Clinical and Molecular Significance of Tumor Necrosis In Newly Diagnosed Patients with Hodgkin's Lymphoma and Diffuse Large B Cell Lymphoma

Abstract 1995

Lymphoma of various types in newly diagnosed patients may exhibit necrotic areas in the tumor mass on imaging. To date, little is known about the clinical significance of this finding and even less is known about the mechanism of cell death in the necrotic tissue - apoptosis, molecular necrosis or autophagy.

The objective of this study was to investigate the prognostic significance of tumor necrosis in newly diagnosed Hodgkin's lymphoma (HL) and diffuse large B cell lymphoma (DLBCL) patients and to define the molecular mechanism of cell death responsible for the necrosis.

Two hundred and four CT scan or CT-PET studies from newly diagnosed patients with DLBCL (131) and HL (73) were analyzed for the presence of tumor necrosis. Radiographic appearance of necrosis was present in 47% of all patients, 34% HL and 53% DLBCL.

A statistically significant correlation was found between necrosis and bulky disease (tumor mass size≥10 cm) (p=0.0002×10^-6) and also between necrosis and elevated LDH (p=0.00002) (see Table 1).

No statistically significant correlation was found between necrosis and age >60 or more advanced stage of disease. There was also no statistically significant difference in interim response to treatment, disease-free survival and overall survival between patients with necrosis and without it.

Our results show that in contrast to solid tumors, tissue necrosis in lymphoma is not a predictor of worse prognosis: though more patients with radiographic appearance of necrosis had also the known bad prognostic signs- elevated LDH and/or bulky disease, this group did not have worse outcome. We suggest that necrosis can lead to a better response to treatment in lymphoma.

Among 56 HL and DLBCL patients that underwent an open surgical biopsy of the tumor mass nineteen presented necrotic morphology in the biopsied tissues: 8 HL and 11 DLBCL. Biopsies without evidence of necrotic morphology (10 patients from the above 56) and reactive lymph nodes (4) were included as controls. All sections were stained for ki-67 (proliferation marker), activated caspase-3 (apoptosis marker) and HMGB-1 (necrotic cell death marker).

DLBCL cells showed high proliferation rate, with ki-67 index ranging from 40 to 90% and in HL cells the ki-67 index ranged from 5 to 50%. All the samples positive for HMGB-1 were from patients with HL and 10/11 of activated caspase-3 positive samples were from DLBCL. These results show a differential molecular mechanism of cell death in the tumor mass of newly diagnosed HL and DLBCL patients.

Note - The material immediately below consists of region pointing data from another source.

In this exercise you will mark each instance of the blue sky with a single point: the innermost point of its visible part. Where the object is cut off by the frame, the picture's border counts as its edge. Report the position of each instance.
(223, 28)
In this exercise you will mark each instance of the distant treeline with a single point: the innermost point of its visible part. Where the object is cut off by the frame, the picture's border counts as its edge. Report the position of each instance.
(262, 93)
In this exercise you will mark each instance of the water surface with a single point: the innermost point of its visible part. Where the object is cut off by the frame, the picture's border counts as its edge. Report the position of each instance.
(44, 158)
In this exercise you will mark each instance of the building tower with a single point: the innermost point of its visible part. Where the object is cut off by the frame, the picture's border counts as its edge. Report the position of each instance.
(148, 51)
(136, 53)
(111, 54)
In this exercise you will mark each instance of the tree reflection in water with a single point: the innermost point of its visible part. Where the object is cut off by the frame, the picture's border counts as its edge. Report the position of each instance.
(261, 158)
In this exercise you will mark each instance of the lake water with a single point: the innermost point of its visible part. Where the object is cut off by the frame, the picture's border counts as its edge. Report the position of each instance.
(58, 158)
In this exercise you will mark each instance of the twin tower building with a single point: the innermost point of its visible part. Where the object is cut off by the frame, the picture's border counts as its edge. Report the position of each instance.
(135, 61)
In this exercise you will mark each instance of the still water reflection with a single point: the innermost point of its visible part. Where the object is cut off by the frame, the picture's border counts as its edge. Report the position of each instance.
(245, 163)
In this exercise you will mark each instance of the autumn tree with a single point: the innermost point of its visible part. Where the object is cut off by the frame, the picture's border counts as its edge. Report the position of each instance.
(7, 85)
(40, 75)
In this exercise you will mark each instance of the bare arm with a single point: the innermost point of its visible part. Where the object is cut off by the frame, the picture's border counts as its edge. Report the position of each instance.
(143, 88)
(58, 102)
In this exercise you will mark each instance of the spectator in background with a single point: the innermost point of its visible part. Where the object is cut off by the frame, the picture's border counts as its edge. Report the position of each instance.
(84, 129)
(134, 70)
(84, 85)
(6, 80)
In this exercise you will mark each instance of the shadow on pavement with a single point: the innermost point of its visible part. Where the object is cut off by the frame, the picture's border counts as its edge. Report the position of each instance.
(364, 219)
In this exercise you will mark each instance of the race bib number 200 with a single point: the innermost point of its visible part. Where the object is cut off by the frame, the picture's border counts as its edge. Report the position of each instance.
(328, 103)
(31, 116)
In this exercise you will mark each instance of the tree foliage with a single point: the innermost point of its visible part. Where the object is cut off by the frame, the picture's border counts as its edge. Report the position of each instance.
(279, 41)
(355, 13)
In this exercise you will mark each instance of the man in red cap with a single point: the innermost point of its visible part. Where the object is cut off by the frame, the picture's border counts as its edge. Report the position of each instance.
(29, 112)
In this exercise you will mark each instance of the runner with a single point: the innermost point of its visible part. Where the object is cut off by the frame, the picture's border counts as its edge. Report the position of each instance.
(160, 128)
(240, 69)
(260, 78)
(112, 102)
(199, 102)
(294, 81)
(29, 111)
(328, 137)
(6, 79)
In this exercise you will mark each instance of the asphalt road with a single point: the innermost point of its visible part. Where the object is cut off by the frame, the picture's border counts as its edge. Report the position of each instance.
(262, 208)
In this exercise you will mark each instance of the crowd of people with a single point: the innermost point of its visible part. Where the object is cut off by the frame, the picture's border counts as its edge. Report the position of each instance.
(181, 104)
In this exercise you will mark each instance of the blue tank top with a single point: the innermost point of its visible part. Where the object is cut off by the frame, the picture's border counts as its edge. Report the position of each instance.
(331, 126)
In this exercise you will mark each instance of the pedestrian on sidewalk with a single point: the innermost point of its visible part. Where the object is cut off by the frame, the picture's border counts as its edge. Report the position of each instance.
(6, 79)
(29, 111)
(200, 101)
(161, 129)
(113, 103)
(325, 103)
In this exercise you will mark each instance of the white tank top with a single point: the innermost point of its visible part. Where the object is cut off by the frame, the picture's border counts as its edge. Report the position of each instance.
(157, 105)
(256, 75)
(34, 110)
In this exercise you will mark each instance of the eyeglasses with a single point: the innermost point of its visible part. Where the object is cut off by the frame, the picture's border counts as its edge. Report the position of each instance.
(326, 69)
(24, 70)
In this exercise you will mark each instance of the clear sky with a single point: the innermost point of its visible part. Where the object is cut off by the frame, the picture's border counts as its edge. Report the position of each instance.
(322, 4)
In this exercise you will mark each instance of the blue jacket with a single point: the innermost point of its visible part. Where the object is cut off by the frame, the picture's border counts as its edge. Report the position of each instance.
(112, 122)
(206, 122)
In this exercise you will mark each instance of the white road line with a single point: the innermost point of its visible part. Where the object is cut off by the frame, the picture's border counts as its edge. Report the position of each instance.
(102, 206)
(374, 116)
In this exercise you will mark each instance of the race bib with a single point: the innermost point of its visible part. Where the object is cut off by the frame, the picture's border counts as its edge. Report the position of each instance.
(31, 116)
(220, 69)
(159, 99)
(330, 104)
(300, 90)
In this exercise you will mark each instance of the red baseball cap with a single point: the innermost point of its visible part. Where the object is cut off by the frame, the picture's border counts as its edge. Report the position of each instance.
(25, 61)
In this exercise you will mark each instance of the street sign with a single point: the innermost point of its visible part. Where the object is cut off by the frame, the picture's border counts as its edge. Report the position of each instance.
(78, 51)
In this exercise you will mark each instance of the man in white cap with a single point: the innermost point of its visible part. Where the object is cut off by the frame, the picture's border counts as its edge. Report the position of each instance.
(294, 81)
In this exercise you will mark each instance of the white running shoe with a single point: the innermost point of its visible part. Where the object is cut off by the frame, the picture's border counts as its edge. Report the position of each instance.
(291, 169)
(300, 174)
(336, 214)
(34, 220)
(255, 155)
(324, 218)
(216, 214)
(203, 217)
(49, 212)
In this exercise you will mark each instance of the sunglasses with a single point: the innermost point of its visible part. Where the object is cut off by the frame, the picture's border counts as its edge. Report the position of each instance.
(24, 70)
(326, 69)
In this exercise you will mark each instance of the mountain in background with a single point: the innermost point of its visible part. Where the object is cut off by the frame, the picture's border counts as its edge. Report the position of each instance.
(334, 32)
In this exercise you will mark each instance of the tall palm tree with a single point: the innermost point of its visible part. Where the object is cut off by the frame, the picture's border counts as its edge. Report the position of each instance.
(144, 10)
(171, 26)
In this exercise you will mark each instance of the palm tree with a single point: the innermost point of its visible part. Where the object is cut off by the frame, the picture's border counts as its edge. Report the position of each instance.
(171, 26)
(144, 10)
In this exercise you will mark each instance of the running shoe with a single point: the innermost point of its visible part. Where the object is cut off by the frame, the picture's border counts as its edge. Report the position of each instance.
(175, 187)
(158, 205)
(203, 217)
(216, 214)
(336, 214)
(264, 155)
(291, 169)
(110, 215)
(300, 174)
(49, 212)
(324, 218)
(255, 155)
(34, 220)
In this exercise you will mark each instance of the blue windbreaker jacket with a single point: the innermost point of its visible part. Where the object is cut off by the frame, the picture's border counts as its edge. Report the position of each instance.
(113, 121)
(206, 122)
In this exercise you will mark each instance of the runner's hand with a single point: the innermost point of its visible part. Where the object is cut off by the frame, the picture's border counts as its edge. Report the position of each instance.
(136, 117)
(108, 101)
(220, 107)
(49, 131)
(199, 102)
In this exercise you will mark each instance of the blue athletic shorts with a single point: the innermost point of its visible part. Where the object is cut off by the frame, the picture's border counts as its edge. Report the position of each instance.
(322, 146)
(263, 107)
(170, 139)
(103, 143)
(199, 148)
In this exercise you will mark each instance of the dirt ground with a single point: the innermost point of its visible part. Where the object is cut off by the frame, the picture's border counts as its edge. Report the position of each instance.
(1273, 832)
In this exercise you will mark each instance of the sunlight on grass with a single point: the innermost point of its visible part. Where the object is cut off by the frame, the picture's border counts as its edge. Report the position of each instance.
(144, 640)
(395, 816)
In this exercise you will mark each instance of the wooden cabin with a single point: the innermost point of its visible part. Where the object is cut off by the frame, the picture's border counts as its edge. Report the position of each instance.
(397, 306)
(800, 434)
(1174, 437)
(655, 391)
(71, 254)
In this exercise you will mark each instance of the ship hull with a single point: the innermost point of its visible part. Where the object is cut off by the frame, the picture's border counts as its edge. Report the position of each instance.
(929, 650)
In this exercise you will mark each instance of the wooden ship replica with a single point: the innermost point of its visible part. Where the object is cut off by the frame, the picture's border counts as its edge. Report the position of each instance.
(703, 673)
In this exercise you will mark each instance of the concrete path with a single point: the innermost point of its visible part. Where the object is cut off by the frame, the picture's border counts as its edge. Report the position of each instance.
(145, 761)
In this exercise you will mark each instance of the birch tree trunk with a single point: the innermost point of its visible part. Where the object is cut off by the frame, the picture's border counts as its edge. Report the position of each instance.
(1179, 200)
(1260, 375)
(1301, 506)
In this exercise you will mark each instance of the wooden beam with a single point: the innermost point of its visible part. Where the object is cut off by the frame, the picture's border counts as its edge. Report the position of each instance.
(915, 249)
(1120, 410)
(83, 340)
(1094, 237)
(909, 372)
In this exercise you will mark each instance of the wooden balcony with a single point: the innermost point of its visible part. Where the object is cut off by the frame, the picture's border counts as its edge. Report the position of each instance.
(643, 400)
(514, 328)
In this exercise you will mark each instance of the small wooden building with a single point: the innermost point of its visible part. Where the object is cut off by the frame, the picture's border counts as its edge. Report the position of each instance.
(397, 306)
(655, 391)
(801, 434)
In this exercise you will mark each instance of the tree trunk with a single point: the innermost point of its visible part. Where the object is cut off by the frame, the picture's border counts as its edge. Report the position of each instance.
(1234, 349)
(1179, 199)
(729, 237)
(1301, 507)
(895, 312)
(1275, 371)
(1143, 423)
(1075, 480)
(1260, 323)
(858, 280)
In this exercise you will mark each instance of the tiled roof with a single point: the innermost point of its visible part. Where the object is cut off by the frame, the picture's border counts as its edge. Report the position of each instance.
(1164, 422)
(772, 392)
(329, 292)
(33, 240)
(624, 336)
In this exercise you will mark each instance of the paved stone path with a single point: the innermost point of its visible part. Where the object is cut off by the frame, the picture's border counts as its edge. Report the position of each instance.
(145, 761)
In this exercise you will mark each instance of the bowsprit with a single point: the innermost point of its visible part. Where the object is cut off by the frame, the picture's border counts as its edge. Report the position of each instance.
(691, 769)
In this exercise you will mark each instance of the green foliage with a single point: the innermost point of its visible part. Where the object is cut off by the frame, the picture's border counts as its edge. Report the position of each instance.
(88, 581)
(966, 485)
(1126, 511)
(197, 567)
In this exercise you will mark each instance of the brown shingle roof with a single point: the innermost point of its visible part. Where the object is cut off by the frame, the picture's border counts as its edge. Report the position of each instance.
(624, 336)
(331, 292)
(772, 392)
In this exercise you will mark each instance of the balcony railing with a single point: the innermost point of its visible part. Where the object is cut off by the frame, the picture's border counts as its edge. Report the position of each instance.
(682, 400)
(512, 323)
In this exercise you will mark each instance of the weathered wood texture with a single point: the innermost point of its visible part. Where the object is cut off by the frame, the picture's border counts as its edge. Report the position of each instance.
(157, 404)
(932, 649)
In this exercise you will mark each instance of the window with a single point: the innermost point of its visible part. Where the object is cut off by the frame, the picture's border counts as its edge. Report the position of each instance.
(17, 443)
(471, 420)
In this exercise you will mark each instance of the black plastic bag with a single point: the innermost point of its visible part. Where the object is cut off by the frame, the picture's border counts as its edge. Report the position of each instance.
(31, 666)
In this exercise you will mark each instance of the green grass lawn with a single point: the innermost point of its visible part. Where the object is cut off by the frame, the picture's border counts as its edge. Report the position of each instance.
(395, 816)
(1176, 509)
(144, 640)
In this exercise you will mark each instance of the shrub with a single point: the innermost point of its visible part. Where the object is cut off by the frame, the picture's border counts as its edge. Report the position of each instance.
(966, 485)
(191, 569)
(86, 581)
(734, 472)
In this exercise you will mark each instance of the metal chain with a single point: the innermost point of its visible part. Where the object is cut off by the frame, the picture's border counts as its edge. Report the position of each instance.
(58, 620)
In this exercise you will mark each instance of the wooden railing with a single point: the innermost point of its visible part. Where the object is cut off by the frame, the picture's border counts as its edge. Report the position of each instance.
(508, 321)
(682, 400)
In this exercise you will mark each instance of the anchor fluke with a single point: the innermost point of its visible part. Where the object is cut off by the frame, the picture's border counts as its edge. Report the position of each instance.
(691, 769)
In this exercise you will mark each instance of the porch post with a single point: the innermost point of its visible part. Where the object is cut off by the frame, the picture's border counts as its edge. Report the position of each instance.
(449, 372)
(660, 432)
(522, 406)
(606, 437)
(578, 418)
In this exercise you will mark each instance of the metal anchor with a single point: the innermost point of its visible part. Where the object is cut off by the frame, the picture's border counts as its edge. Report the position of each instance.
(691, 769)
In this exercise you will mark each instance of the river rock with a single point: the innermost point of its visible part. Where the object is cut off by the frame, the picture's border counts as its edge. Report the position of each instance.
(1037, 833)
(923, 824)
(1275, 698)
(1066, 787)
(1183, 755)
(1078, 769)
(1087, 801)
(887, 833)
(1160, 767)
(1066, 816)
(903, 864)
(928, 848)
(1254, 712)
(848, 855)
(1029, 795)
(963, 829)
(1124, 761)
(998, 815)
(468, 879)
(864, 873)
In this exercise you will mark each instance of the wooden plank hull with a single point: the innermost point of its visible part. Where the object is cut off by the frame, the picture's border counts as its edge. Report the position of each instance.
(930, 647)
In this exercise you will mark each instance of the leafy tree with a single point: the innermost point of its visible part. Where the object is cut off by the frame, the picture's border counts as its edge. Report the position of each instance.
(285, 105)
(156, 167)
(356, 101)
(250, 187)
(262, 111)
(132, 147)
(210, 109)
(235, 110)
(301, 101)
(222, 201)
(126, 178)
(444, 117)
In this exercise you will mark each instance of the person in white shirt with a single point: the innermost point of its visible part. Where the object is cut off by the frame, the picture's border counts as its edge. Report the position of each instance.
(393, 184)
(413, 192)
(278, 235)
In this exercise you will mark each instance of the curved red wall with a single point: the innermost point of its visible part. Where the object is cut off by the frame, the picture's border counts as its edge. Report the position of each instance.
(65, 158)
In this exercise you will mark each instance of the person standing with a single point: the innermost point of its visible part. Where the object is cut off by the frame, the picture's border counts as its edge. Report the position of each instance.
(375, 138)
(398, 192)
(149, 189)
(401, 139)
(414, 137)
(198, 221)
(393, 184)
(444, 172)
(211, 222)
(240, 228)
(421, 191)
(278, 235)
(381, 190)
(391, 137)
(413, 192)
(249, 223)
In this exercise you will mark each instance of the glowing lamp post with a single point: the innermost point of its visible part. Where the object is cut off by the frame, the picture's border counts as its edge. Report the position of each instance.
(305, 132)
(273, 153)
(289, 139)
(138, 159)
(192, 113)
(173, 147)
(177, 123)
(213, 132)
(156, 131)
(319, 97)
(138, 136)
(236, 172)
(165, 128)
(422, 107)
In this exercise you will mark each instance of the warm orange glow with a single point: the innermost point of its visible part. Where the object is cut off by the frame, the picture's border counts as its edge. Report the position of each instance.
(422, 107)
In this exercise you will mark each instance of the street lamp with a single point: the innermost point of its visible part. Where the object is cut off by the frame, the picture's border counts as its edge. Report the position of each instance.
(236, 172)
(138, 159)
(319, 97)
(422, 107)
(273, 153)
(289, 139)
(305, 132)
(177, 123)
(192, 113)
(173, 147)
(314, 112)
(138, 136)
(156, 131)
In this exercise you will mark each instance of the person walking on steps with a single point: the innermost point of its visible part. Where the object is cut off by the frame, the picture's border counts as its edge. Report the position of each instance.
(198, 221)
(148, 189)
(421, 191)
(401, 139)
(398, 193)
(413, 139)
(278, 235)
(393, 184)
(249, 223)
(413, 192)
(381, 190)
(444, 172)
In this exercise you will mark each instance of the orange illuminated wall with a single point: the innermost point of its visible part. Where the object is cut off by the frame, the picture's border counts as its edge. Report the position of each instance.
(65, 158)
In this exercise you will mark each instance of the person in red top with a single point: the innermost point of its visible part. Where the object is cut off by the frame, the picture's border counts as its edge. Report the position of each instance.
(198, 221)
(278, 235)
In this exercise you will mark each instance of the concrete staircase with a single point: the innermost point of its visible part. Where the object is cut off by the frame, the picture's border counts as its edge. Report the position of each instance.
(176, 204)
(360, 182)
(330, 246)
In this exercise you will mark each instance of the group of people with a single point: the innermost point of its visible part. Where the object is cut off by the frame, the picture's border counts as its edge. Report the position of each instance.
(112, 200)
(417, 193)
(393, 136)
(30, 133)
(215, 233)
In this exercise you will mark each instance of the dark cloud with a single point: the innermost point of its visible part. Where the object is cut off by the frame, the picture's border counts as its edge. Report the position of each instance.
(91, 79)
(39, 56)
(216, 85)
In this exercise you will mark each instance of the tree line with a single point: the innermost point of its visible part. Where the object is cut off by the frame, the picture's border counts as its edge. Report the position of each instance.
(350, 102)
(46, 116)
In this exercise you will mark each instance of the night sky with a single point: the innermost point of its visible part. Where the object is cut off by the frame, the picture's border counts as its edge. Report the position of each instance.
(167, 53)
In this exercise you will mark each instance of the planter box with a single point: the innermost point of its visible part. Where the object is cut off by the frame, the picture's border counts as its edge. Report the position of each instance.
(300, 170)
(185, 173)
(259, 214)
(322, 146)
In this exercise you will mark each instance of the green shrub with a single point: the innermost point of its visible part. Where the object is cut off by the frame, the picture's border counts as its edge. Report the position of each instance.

The constitutive activation of the survival factor Nuclear Factor-kB (NF-κB) was found in Hodgkin and non-Hodgkin lymphoma. We stained the same biopsies for p65/RelA and examined the nuclear localization of NF-κB as an indication for activation of the NF-κB pathway. Four DLBCL and 4 HL samples were positive for NF-κB activity. Nevertheless, we found that activation of caspase-3 and/or HMGB-1 induced cell death in these tissues.

In summary, tumor necrosis in HL and DLBCL is correlated with bulky disease and high LDH, yet is not correlated with prognosis. The molecular mechanism of cell death differs between the two types of lymphoma.